Virtual reality is still a relatively new technology, but it already offers many exciting opportunities for gaming, interaction, and yes, traveling. While many of us are currently restricted in our movements, we can still experience far-flung destinations in vivid 360 degree color.
But virtual reality cannot truly replace the thrill of being there, so it is not likely to negatively impact the tourism industry. In fact, it can only help. Not only does virtual travel support the tourism industry as a whole, it provides access for people who can’t otherwise travel for any reason.
Here are six ways that virtual travel improves the world.
Most of us have limited travel budgets, in that a trip around the entire world is probably out of reach. The problem then is to allocate our tourism dollars in the best way. Some parts of the world are very touristy and trendy, while others are hidden gems that not everyone knows about.
Where you want to go is dependent on your personality and values. But knowing yourself does not mean that you automatically know the most fulfilling places to visit. That takes research. Virtual reality allows you to get a taste of locations you have coveted and those you may never have heard of.
Some people like to land in an exotic location with no advance information about how to get around and what there is to see. But for the planners among us, virtual travel is like a prep course that makes it easier to hit the ground running.
Virtual travel can give you a clear sense of the geography and topography of a place before you get there. It can establish visual clues that help you find the transportation you need to move around. It can teach you landmarks to use in navigation. You can also hone in on the neighborhood you prefer for your hotel and the attractions you don’t want to miss.
When reserving hotels, tours, meals, and other recreation, photos on the booking site give you a sense of what you’re getting. But those pictures are always very carefully shot to reveal only the best angle of a place. They leave out everything that’s around it.

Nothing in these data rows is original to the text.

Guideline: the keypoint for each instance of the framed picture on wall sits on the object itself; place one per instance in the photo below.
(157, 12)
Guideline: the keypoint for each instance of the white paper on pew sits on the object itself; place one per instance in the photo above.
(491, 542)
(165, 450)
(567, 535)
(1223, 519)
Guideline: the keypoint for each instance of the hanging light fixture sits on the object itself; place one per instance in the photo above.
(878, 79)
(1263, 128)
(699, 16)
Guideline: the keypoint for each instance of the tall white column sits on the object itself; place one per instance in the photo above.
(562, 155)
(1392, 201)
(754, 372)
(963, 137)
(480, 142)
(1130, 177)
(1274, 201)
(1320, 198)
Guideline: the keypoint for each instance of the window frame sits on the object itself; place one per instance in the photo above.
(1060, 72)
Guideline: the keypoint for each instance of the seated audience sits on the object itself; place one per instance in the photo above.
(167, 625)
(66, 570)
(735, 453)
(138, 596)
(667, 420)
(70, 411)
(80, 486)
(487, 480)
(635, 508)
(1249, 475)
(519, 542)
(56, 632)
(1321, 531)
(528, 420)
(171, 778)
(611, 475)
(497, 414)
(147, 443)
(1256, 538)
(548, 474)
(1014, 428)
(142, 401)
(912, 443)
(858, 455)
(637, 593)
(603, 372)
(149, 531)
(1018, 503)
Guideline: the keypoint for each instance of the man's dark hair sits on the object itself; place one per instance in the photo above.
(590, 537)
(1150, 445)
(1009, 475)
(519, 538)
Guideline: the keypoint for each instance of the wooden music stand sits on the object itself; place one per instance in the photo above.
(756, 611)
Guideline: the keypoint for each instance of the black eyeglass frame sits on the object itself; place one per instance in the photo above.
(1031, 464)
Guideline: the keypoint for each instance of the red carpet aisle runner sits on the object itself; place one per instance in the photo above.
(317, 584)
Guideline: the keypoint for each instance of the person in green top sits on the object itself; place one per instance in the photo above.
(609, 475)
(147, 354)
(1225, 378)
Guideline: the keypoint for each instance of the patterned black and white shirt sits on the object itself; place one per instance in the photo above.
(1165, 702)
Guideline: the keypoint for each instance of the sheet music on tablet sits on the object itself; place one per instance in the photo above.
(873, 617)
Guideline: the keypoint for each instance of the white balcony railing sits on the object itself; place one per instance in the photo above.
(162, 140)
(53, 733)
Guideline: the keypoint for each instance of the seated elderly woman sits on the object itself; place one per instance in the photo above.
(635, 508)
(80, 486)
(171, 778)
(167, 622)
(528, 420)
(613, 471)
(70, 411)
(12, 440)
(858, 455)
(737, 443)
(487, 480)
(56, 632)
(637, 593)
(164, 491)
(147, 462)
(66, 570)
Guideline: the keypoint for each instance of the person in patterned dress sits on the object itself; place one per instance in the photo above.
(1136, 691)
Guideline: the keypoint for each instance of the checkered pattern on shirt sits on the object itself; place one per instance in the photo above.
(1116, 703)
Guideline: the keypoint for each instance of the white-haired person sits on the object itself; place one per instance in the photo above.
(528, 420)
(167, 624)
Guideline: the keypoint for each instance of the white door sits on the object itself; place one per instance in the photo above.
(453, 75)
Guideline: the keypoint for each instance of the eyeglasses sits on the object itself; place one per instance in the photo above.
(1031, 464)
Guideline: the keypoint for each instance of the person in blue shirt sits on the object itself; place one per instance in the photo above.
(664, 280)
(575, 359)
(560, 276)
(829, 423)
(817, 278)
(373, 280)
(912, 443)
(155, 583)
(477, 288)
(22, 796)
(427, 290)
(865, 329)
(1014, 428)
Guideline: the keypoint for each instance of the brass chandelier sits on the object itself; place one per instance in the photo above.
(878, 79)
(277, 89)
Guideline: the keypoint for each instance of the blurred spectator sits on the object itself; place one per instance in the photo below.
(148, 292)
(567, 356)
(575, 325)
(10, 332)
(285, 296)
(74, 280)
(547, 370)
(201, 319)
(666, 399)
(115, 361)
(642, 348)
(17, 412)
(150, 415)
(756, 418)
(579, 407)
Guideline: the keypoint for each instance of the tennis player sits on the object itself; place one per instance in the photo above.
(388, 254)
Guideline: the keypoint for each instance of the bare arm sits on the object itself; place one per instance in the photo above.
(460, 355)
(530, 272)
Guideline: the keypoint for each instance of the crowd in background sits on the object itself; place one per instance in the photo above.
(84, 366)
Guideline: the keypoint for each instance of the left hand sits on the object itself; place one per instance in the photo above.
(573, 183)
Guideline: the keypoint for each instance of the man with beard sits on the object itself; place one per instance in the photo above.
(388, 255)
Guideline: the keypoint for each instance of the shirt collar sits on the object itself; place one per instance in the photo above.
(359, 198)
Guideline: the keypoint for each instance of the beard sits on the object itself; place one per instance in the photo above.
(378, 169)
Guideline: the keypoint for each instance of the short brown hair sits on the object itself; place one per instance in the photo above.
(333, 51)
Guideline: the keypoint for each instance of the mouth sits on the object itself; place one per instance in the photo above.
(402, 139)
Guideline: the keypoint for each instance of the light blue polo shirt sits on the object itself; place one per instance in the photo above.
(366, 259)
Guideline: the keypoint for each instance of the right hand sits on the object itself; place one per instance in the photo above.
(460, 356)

Virtual hotel and recreation tours allow you to look at everything before making a decision. Does that hotel front directly on a noisy road? Are the facilities clean and well-kept? Is the space big enough? Exploring the services you plan to book through VR answers the questions that aren’t typically addressed before you hand over your credit card.
Travel is a valuable undertaking, but for many families, there is little money left over at the end of each month. When we travel, we have to be prepared for a steady stream of cash to flow out for lodging, meals, attractions, transportation, tips, fees, and incidentals.
For many of us, the amount of travel we can afford is way less than the amount we crave. But with virtual reality, we are still able to get a taste of places we may never see in person. Even as we save our pennies for the next trip, we can explore far-flung corners of the world and learn about them.
Some destinations are simply not accessible to people with mobility issues. Machu Picchu in Peru, for example, is a mountainous citadel with hundreds of steps, few places to rest, and a ban on walking sticks. It is also a stunning historical vista that can easily claim a spot on anyone’s bucket list.
Many tourist locations make efforts to provide accessibility for everyone, but some don’t and some can’t due to geographical considerations. Virtual travel, however, is much more accessible. With VR, you can visit places that may otherwise be too difficult or too dangerous.
To be fair, VR itself does have some issues with accessibility, especially for users who are blind, struggle to hold a controller, or can’t move their bodies in certain ways. Developers are working on making VR more accessible, but it’s important to keep the pressure on so that they are aware the demand is real and significant.
Tourism is excellent for the economy but can be devastating for the environment. On Mount Everest, for example, overtourism has resulted in an ecological disaster of human waste, trash, and frozen bodies. All over the world, waterways, soil, animal populations, and air quality are being impacted by many thousands of humans passing through every year.
Virtual travel can provide the experience of a location without your physical presence. As certain oft-visited areas are forced to limit the number of guests, you can still get an immersive look because others before you shot virtual footage.
At this point, virtual travel is not as “real” as the real thing. In some ways it’s better, such as affordability and accessibility. But virtual visitors still miss the smells and the tactile opportunities of actually being there. No doubt as VR technology improves, these issues will be addressed. One day we may all be able to visit the holodecks of our favorite sci-fi television shows. However, the VR of today already offers considerable benefits that make virtual travel a blessing for humankind.